Background
The number of cardiac cycles that need to be reviewed by echocardiography before a significant intrapulmonary shunt can be excluded remains unclear.
Methods
We retrospectively identified patients with cirrhosis who underwent technetium-99m-labeled macroaggregated albumin scanning. The kinetics of bubble appearance after the injection of agitated saline during transthoracic echocardiograms were assessed in these patients.
Results
For the 64 eligible patients, the mean ± SD age was 56 ± 9 years. The median (IQR) shunt fraction by radionuclide scanning was 7.7 % (2.8 – 19.9%). Microbubbles were seen in the left atrium (LA) and left ventricle (LV) at a median (IQR) of 4 (2–5) and 4 (2–5) beats, respectively. The number of heart cycles before microbubbles appeared in the LA or LV was inversely associated with the nuclear scanning shunt fraction (R=−0.42, p=0.001, R=−0.46, p <0.001, respectively).

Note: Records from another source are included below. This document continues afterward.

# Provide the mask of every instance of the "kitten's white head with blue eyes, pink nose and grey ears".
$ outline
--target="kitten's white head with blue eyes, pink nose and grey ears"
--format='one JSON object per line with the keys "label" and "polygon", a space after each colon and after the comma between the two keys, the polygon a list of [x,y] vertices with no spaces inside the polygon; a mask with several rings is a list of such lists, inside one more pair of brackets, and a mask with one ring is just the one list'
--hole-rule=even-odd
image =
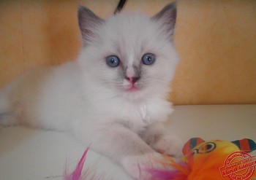
{"label": "kitten's white head with blue eyes, pink nose and grey ears", "polygon": [[87,79],[130,99],[167,95],[178,61],[172,42],[175,4],[154,17],[118,13],[108,20],[79,7],[78,22],[79,63]]}

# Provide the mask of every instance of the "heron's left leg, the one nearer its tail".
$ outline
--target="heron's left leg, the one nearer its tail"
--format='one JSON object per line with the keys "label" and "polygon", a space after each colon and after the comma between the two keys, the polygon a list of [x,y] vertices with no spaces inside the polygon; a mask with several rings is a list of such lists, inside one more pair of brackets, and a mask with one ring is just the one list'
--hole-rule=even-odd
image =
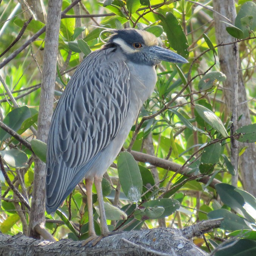
{"label": "heron's left leg, the one nearer its tail", "polygon": [[88,219],[89,219],[89,237],[96,238],[96,233],[93,224],[93,199],[92,199],[92,187],[93,178],[85,179],[86,197],[87,197],[87,207],[88,207]]}

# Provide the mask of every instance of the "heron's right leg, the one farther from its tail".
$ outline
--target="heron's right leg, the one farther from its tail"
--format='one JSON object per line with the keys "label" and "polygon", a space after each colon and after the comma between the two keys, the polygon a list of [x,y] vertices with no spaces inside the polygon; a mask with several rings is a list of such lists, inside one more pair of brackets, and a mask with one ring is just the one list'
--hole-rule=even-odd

If no microbubbles were detected by heart cycle 7, the shunt fraction was uniformly less than 3%. Patients with arterial oxygen < 60 mmHg, compared to ≥ 60 mmHg, had earlier appearance of microbubbles in the left heart chambers (2.6 ± 1.9 versus 4.0 ± 2.3 beats, p=0.046).
Conclusions
In patients with advanced cirrhosis suspected of having hepatopulmonary syndrome, a greater shunt fraction during nuclear scanning was associated with more pronounced hypoxemia and a prompt and more intense appearance of microbubbles in the left-sided heart chambers. Patients with a shunt fraction above 3% have microbubbles in the LA or LV at some point during the first seven heart cycles.